From the Montreal fringe. Intersecting plots and immersive storytelling in “Displaced” by Ground Cover Theatre
Three women from three seperate histories–different countries and eras entirely–intersect in Ground Cover Theater’s Displaced. Each has reached a moment where leaving their homes for the greener pastures of Canada has become essential to their survival. And though their stories are independent from one another, here, they have been woven together in a story that portrays the trials faced by lone women who arrive to Canada as refugees.
Mary (Katie Moore) flees the Irish Famine in the 1840s, Sofia (Anna Mazurik) arrives from Germany in the 1940s after her Jewish husband dies in a camp, and Dara (Emma Laishram) must leave Afghanistan to avoid persecution after refusing an arranged marriage. And though their stories are disparate, playwrights Natasha Martina and Sue Mythen use overlayed monologues and corporeal sequences to indicate a shared theme amongst the three women. Each leaves terrible tragedy behind, and struggles in a new life as a persecuted outsider.

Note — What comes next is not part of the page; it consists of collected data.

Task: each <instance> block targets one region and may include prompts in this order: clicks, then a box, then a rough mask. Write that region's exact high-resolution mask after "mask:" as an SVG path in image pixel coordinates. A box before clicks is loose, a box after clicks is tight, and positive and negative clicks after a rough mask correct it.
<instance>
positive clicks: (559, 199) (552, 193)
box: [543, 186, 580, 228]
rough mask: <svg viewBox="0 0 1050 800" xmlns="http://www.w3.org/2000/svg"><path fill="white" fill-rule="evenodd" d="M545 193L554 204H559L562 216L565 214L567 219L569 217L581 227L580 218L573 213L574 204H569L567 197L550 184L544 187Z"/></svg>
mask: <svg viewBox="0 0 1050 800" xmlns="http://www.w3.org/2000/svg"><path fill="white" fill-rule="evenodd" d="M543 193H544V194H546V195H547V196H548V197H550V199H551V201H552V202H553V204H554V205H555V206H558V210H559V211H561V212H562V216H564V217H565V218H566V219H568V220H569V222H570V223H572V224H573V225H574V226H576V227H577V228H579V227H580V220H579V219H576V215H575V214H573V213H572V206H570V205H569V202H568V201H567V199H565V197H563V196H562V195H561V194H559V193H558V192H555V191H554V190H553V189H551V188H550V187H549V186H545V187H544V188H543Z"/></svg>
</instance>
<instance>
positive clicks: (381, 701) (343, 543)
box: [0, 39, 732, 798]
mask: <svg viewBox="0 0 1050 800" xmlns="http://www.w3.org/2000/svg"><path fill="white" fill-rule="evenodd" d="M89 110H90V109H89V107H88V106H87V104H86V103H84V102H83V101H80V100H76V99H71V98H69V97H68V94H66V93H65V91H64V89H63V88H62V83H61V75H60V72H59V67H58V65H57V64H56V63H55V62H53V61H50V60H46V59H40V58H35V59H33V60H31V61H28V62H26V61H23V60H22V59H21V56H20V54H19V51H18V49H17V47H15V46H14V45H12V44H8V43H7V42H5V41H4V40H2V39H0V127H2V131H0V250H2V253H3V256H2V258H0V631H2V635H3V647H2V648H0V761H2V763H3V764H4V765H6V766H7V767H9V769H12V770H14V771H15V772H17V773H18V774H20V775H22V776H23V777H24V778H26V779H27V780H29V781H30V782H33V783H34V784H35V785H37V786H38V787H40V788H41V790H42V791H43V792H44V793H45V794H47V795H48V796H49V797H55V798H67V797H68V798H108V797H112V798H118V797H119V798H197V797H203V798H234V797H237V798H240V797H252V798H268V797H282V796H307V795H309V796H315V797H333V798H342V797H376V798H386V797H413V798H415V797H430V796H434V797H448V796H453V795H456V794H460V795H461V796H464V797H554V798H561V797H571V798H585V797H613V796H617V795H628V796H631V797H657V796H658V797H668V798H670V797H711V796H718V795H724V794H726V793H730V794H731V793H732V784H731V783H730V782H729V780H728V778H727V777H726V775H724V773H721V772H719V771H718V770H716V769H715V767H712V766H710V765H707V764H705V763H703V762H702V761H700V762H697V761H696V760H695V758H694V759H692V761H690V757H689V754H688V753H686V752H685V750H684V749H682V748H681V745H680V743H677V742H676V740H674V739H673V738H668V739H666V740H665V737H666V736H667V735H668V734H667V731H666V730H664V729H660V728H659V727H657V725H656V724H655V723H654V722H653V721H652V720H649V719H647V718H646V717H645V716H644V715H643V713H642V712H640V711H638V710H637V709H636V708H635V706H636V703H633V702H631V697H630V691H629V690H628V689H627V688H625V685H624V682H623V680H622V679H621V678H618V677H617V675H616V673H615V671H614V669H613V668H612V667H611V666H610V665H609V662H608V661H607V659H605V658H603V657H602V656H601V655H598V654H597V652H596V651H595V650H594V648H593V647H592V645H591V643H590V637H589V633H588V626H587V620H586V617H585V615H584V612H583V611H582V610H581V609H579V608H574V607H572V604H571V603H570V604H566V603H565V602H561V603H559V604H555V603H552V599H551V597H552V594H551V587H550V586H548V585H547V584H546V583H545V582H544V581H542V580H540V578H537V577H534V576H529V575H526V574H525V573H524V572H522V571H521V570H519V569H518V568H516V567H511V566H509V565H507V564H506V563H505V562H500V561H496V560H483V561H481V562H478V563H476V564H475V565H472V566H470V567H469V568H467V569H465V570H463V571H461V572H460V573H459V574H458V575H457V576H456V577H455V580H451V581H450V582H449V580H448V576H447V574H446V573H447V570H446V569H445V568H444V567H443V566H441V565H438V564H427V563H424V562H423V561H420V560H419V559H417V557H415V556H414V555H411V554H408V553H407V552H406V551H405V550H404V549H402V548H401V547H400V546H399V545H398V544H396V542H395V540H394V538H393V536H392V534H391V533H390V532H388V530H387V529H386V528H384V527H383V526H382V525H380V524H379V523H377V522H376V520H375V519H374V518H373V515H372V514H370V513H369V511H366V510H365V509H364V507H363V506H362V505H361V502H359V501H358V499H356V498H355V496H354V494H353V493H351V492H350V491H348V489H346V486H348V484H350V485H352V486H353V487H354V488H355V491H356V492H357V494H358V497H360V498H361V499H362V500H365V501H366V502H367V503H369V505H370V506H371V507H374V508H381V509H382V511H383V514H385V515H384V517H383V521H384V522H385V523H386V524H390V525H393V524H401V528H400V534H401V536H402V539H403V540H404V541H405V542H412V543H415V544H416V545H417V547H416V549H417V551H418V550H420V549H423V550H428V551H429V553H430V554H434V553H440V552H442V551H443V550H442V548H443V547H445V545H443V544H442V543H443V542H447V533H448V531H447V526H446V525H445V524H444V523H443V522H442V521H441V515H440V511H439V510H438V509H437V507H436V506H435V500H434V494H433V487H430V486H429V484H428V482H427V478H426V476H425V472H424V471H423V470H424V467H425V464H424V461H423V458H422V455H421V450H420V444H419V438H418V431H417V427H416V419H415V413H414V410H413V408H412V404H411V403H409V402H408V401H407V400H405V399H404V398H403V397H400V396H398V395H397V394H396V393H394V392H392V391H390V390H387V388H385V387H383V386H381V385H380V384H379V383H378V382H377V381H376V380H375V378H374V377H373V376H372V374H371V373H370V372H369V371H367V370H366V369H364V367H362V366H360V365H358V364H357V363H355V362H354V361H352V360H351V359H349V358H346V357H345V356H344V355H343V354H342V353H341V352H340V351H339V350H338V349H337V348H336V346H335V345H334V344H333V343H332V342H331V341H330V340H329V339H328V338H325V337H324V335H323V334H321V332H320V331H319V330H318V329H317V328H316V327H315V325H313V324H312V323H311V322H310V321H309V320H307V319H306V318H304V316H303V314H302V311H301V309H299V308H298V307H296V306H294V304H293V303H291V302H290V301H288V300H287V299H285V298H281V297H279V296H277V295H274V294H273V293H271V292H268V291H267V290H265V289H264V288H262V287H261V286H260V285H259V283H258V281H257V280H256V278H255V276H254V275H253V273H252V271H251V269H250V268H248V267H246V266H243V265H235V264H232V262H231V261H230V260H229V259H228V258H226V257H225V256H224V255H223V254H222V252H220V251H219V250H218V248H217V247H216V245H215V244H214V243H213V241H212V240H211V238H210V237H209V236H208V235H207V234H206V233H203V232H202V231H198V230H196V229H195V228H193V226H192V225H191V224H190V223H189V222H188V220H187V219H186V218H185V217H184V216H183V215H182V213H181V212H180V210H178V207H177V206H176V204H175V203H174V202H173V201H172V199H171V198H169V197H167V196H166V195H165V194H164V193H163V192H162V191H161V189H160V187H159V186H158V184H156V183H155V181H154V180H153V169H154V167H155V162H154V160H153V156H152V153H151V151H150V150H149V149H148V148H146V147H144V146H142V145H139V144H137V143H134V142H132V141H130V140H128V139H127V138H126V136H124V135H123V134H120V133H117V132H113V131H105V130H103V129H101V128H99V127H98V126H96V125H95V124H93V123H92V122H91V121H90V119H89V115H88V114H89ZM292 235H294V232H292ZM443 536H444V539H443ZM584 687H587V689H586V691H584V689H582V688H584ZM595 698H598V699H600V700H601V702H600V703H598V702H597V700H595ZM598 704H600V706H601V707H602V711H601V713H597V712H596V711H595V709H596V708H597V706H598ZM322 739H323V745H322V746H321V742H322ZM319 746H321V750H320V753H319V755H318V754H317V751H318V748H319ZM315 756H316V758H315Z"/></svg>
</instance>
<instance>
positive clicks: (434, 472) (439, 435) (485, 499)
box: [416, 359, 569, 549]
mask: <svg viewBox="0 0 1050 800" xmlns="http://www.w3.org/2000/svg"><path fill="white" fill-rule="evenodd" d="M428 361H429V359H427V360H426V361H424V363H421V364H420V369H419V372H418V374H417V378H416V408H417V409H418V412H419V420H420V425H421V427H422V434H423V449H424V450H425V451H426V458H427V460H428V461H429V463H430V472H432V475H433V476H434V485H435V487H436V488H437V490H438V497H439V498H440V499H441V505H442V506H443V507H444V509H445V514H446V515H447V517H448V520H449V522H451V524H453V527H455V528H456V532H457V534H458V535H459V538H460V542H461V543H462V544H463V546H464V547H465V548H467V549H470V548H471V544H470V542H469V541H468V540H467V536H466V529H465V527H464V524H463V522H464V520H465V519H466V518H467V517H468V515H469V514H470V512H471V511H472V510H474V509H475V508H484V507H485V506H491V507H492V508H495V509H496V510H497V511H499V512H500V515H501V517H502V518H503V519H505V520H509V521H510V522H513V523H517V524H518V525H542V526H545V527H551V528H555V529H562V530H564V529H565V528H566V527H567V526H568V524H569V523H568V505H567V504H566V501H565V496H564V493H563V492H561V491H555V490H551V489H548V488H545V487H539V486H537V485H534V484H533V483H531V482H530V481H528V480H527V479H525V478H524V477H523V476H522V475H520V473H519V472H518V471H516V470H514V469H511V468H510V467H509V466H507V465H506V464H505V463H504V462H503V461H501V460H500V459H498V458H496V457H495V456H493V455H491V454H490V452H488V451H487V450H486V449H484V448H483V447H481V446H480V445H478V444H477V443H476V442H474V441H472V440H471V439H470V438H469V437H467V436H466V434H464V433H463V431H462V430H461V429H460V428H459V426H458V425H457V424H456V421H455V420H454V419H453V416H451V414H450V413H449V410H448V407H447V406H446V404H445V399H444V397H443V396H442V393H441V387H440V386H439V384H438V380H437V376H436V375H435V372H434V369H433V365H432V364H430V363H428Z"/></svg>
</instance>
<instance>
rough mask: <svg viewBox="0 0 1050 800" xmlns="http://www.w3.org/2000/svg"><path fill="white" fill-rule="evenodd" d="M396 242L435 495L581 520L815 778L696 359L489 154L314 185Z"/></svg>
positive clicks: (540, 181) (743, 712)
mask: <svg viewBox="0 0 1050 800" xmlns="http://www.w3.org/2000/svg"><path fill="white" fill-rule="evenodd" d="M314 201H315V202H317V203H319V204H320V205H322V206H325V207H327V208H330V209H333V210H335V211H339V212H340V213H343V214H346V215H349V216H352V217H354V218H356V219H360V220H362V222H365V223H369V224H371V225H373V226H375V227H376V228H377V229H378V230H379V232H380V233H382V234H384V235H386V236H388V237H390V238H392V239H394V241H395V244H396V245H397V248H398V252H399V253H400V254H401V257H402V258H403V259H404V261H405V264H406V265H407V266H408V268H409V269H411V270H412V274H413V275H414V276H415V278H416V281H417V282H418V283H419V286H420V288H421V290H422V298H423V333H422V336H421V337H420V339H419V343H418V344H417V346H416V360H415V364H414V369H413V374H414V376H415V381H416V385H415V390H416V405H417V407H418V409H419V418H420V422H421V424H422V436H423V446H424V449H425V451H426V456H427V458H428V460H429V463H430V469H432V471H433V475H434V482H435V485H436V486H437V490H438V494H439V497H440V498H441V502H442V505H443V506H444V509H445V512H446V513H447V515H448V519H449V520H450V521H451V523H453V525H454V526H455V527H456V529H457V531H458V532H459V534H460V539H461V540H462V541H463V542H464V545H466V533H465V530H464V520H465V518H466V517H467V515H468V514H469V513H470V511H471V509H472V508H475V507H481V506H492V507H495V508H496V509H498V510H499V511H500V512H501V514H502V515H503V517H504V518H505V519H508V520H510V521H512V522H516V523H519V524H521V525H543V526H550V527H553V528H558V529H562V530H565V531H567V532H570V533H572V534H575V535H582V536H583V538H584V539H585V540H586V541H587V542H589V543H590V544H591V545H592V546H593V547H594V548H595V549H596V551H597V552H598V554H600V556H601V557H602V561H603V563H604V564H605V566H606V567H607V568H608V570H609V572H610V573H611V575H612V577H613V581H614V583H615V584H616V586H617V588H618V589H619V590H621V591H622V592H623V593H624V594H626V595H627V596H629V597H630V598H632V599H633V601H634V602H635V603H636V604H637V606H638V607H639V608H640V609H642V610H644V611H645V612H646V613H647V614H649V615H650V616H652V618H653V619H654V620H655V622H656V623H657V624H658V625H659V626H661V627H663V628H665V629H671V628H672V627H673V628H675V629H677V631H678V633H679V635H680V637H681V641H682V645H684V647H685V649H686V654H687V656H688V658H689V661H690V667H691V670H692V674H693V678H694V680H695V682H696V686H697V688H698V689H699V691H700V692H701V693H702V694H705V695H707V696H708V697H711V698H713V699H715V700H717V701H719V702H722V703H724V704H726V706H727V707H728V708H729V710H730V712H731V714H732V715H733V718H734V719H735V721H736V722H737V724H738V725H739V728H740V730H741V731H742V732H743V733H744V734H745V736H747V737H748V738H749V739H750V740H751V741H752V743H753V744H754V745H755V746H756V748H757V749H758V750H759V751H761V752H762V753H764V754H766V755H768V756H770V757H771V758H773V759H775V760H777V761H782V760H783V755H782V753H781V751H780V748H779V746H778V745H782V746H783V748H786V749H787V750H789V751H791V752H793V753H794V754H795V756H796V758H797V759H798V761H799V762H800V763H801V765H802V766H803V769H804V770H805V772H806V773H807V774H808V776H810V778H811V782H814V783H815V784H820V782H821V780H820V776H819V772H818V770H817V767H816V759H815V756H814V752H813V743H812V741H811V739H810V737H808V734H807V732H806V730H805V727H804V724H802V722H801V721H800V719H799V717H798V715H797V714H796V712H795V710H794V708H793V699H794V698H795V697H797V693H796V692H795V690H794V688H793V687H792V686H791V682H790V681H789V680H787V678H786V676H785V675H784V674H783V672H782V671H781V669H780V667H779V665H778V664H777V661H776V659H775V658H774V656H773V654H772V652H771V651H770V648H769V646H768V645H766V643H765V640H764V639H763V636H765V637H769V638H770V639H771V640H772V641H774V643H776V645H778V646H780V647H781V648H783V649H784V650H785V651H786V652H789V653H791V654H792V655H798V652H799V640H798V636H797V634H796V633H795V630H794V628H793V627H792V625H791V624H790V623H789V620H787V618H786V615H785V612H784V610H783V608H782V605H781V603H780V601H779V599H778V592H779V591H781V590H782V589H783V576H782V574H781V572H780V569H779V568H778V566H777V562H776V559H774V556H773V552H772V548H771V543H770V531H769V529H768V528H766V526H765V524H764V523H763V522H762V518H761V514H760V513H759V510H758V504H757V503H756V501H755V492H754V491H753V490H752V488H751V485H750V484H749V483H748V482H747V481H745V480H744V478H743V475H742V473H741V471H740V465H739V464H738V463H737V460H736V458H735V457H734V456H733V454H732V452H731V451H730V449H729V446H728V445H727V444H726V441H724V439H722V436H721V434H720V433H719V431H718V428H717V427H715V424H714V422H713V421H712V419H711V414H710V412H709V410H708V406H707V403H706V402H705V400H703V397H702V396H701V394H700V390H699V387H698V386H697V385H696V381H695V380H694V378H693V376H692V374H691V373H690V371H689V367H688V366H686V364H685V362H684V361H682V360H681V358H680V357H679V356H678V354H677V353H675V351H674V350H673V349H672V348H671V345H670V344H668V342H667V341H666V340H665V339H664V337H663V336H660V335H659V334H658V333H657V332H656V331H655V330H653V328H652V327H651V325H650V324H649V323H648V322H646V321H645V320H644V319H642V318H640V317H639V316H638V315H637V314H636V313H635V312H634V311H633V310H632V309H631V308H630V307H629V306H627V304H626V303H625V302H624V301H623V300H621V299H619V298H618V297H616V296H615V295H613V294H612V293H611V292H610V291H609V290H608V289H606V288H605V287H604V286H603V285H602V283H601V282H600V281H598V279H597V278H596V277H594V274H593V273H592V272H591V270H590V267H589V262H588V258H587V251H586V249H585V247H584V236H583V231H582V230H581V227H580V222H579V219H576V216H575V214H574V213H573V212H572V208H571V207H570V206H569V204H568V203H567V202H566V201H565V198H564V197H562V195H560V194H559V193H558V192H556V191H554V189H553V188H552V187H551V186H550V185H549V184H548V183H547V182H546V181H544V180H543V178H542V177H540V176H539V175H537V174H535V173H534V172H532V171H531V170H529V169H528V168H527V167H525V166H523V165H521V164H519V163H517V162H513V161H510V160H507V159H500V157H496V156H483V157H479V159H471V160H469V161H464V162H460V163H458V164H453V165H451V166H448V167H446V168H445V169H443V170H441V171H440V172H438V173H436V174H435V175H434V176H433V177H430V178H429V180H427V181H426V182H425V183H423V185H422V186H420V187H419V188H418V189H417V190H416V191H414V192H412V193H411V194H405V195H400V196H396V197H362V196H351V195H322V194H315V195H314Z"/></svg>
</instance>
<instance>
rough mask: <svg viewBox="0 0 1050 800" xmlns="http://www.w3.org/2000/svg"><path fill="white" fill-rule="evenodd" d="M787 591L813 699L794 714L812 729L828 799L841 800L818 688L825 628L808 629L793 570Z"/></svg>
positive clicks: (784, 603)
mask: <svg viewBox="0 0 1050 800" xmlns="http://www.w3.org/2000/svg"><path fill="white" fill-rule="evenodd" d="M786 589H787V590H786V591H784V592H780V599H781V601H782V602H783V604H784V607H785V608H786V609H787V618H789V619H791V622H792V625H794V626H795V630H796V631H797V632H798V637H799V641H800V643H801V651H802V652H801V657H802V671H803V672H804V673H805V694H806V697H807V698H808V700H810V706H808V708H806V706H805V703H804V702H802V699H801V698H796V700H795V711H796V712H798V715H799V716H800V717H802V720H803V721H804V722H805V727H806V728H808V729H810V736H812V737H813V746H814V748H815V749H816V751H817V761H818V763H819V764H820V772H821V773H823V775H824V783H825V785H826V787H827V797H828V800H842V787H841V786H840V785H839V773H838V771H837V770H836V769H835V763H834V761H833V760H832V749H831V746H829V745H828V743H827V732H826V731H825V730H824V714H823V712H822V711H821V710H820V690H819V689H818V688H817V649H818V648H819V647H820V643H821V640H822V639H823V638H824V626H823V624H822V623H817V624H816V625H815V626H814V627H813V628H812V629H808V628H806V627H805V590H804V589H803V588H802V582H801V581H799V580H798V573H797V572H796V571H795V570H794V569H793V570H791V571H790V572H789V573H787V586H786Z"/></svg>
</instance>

The dance-like movement sequences throughout the play add depth to an otherwise heavily textual performance and allow the audience to access the more liminal aspects of these women’s experiences; from hope to dispair, disorientation to new-found purpose. It is a nuanced and effective play that succeeds in portraying a commonality between these three women. Strong performances by Moore, Mazur and Laishram offer a truly moving experience, though the concept feels plodding at times due to its structural reliance on a repetitive cycle of story interpolated with sequences of movement.
It is a play that is poignant, thoughtful, and unfortunately, all too relevant in an age where the lessons of the past can be forgotten so easily.